Alterada em 15/05 às 21h00min

JBS reverte prejuízo e registra lucro líquido de R$ 422,3 milhões

A JBS registrou lucro líquido de R$ 422,3 milhões ao final do primeiro trimestre de 2017, revertendo um prejuízo de R$ 2,741 bilhões apontado no primeiro trimestre do ano passado. O resultado foi impulsionado pelas operações internacionais da empresa, segundo a JBS. "Nossas operações na América do Sul, por sua vez, continuaram enfrentando um cenário desafiador, principalmente em função da forte valorização do real frente ao dólar americano", afirmou em nota o CEO da JBS, Wesley Batista. Segundo ele, a moeda norte-americana passou de R$ 3,91 no primeiro trimestre de 2016 para R$ 3,14, impactando a rentabilidade das exportações a partir do Brasil.
O Ebitda (lucro antes de juros, impostos, depreciação e amortização) ajustado ficou praticamente estável de janeiro a março de 2017 ante igual intervalo do ano passado, para R$ 2,14 bilhões, ante R$ 2,137 bilhões. A margem Ebitda passou de 4,9%, para 5,7%, na mesma base de comparação.
De janeiro a março deste ano, a receita líquida totalizou R$ 37,6 bilhões, uma queda de 14,3% em relação ao igual período do ano passado, quando a empresa registrou R$ 43,911 bilhões.

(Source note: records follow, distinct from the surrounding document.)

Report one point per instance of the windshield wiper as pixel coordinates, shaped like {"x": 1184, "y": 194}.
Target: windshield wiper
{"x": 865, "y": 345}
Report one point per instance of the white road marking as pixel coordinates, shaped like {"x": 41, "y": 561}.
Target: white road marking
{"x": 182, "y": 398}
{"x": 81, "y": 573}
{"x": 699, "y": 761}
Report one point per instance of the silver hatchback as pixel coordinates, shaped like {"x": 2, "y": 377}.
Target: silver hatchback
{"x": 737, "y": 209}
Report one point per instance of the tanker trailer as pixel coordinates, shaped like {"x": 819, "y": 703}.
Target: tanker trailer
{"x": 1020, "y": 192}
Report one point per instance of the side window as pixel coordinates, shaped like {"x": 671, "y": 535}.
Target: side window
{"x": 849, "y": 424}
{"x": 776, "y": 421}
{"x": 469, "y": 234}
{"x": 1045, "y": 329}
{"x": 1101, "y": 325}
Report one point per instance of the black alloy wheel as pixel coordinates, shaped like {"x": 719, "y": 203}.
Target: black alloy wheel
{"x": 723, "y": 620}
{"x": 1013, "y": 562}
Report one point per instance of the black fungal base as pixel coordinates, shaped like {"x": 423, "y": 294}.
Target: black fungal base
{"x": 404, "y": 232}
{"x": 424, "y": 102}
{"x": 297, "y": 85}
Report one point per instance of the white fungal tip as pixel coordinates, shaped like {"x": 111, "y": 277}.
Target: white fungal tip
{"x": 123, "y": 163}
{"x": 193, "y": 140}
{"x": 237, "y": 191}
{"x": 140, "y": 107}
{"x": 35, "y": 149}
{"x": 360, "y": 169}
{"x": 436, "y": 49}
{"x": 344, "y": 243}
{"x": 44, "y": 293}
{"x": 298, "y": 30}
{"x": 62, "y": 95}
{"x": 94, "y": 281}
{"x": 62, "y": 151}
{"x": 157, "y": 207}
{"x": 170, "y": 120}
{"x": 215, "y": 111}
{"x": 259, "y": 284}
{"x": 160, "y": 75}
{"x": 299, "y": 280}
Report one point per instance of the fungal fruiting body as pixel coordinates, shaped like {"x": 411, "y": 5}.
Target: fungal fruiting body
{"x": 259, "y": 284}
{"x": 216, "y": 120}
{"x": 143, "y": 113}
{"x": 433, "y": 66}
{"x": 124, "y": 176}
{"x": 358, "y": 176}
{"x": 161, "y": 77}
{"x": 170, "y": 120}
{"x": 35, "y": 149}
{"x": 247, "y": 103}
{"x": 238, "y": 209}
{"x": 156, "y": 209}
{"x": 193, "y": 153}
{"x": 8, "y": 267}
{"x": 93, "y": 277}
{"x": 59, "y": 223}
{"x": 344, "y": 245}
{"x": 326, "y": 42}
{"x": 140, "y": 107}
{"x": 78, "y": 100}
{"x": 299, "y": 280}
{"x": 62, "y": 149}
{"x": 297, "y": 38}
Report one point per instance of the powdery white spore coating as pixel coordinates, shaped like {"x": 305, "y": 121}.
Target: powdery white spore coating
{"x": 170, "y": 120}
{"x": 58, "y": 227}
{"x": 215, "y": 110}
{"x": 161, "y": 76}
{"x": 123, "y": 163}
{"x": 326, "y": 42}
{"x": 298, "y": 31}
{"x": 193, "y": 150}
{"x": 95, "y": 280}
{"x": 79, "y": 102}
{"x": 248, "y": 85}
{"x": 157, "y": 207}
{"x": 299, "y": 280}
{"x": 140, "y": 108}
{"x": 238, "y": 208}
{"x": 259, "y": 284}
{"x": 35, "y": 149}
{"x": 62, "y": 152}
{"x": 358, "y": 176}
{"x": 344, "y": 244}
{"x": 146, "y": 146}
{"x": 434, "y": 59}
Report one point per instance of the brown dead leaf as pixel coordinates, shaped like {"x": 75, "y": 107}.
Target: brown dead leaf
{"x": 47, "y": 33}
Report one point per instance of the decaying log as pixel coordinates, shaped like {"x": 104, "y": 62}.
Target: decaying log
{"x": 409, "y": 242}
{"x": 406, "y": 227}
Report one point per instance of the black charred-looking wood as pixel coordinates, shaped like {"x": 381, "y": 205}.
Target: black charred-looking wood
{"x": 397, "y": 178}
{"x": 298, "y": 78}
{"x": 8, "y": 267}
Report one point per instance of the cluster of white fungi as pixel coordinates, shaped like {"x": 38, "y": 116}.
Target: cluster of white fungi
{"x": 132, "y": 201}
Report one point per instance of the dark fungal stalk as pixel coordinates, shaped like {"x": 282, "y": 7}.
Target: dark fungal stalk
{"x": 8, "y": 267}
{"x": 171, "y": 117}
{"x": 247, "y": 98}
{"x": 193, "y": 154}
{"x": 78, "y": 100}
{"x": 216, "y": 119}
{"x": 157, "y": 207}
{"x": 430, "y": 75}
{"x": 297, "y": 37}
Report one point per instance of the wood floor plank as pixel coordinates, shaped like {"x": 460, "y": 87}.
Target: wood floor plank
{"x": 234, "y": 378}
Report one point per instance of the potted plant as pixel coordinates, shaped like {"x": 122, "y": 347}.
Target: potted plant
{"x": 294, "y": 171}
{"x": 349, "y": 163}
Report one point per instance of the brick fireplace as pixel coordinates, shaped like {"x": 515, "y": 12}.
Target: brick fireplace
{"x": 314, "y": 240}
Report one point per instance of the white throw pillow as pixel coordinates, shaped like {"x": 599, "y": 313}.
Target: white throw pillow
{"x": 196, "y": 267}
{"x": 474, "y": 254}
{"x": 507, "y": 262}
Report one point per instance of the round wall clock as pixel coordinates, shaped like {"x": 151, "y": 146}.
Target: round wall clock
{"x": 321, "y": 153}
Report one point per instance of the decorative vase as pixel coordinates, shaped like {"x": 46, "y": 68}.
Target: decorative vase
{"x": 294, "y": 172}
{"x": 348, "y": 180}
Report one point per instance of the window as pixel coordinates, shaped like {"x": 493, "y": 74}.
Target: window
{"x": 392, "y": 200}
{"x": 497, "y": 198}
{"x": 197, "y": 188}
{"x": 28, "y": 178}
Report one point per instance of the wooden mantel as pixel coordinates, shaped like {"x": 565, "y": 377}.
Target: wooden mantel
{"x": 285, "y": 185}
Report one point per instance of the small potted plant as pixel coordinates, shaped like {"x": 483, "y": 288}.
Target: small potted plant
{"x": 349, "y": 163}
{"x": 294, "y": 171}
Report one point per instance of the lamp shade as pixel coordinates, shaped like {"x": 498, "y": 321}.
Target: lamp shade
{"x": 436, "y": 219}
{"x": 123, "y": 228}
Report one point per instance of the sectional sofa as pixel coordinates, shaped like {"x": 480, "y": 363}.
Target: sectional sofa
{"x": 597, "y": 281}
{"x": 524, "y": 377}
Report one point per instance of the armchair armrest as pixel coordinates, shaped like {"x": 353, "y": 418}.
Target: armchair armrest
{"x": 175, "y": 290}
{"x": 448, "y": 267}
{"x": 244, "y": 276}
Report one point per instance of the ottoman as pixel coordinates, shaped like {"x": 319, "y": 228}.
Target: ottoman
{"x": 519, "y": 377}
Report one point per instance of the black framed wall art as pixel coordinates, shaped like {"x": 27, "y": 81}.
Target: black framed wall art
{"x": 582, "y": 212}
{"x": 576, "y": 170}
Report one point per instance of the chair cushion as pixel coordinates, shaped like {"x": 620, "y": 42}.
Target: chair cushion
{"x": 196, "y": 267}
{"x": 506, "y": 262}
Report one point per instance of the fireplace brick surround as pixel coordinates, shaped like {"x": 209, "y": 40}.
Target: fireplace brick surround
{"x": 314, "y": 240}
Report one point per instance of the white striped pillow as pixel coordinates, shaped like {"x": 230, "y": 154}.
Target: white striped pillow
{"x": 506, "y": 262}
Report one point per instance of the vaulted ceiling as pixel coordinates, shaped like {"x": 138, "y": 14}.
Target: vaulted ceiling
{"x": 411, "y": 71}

No primeiro trimestre deste ano, a JBS registrou uma despesa financeira líquida de R$ 410,8 milhões. O resultado de variações cambiais e do ajuste a valor justo de derivativos foi de R$ 441,1 milhões. Os juros passivos foram de R$ 909,3 milhões, enquanto que os juros ativos foram de R$ 73,2 milhões. Impostos, contribuições, tarifas e outros resultaram em uma despesa de R$ 15,8 milhões.

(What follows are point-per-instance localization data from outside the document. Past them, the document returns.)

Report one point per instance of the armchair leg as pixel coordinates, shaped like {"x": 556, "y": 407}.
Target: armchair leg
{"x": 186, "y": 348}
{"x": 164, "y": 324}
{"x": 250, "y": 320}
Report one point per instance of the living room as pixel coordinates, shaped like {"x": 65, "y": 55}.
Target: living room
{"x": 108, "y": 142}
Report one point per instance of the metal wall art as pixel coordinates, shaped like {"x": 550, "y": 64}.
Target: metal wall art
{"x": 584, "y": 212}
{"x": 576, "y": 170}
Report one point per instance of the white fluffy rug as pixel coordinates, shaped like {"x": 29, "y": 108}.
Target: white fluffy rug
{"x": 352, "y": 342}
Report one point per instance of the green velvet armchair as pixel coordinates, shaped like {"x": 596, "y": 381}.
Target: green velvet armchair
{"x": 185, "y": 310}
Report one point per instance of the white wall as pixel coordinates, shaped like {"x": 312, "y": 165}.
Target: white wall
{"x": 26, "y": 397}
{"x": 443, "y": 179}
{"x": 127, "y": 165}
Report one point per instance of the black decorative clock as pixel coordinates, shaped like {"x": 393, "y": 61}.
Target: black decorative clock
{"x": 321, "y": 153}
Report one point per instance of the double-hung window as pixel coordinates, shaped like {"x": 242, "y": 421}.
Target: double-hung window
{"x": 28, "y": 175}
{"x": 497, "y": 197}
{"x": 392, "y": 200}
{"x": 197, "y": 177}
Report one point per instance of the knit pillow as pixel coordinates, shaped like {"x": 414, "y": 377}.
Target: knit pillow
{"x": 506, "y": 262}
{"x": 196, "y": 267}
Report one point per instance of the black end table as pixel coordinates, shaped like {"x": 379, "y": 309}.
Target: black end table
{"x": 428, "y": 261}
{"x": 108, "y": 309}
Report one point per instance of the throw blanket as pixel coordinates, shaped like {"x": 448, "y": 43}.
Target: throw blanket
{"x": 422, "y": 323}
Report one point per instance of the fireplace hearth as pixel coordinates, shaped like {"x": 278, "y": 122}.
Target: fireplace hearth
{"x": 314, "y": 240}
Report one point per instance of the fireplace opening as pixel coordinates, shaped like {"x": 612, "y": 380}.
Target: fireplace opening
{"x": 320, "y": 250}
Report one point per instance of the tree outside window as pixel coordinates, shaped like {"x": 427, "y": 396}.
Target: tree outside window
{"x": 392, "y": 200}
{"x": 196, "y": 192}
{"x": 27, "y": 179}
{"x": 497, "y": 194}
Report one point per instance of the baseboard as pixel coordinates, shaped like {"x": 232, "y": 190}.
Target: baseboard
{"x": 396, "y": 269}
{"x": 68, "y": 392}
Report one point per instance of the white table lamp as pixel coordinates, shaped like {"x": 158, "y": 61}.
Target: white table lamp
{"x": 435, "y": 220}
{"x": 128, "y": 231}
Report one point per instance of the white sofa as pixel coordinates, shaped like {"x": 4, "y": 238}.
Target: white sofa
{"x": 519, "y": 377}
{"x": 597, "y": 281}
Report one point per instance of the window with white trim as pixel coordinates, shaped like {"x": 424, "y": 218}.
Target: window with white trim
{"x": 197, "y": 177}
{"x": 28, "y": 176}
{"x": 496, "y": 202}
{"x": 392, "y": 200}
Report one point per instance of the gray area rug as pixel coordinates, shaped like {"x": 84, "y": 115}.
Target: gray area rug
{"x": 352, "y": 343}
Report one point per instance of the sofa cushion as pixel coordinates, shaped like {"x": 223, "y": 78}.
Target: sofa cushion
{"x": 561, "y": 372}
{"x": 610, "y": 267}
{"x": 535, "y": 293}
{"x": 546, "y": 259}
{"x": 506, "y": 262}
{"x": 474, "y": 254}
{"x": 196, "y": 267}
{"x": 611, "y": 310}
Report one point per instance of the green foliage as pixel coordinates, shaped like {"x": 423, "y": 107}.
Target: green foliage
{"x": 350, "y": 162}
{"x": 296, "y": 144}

A alavancagem da JBS ficou em 4,2 vezes no fim de março, ante o registrado no fim de 2016 de 4,16 vezes. A JBS encerrou o primeiro trimestre com uma dívida líquida de R$ 47,806 bilhões. A porcentagem da dívida de curto prazo em relação à dívida total ficou em 31% no período, dos quais 74% são linhas lastreadas às exportações das unidades brasileiras. Ao final do período, 92,2% da dívida era denominada em dólares.